Heureuse du succès de son programme, l’auteure s’en trouve régénérée. « Comme femme, ça me construit, renchérit Nikole DuBois. Ça me confirme dans ma démarche. On m’a même demandé un Antidote III. » Et des gars lui ont demandé un Antidote pour hommes.

« Lorsque j’ai commencé à suivre Antidote, je venais de vivre un divorce. J’étais très renfermée et frustrée », se rappelle Lise Pelletier. Ébranlée par un mariage difficile et prestataire de l’aide sociale, elle s’était inscrite au programme Extra pour avoir une expérience de travail. C’est aux cuisines collectives de Dégelis, où elle se retrouve, qu’elle a suivi le programme Antidote. « Dans ma tête, j’étais une bonne à rien. Ou juste bonne à servir les hommes, c’est comme ça que j’avais été élevée. » Puis, peu à peu, elle prend confiance en elle : « On m’a fait réaliser que j’étais une personne à part entière. Aujourd’hui, je suis une autre femme. Avant, j’avais presque peur d’entrer à l’église, je m’assoyais toujours à l’arrière. Dans mon entourage, poursuit-elle, les gens ont trouvé que je m’étais épanouie. Même mes deux enfants ont vu et apprécié la différence. J’apprends aussi à mon garçon à respecter les femmes. »

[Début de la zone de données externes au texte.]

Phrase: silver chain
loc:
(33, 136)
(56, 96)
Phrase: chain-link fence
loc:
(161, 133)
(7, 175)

Le croiriez-vous? Elle représente désormais les cuisines collectives de Dégelis et en fait la promotion devant des groupes un peu partout au Témiscouata. De surcroît, après avoir suivi des cours, elle effectue maintenant la comptabilité pour les cuisines collectives et pour l’entreprise de son mari. Car elle s’est remariée! « Mais cette fois-ci, j’ai un mari qui me respecte. On porte tous les deux les culottes dans la maison, on se consulte. » A entendre Lise parler avec autant d’entrain et d’assurance, on a peine à imaginer qu’elle ait déjà eu besoin du programme Antidote, et pourtant, elle partait de bien loin, confirme celle qui déclare vivre maintenant pleinement sa vie.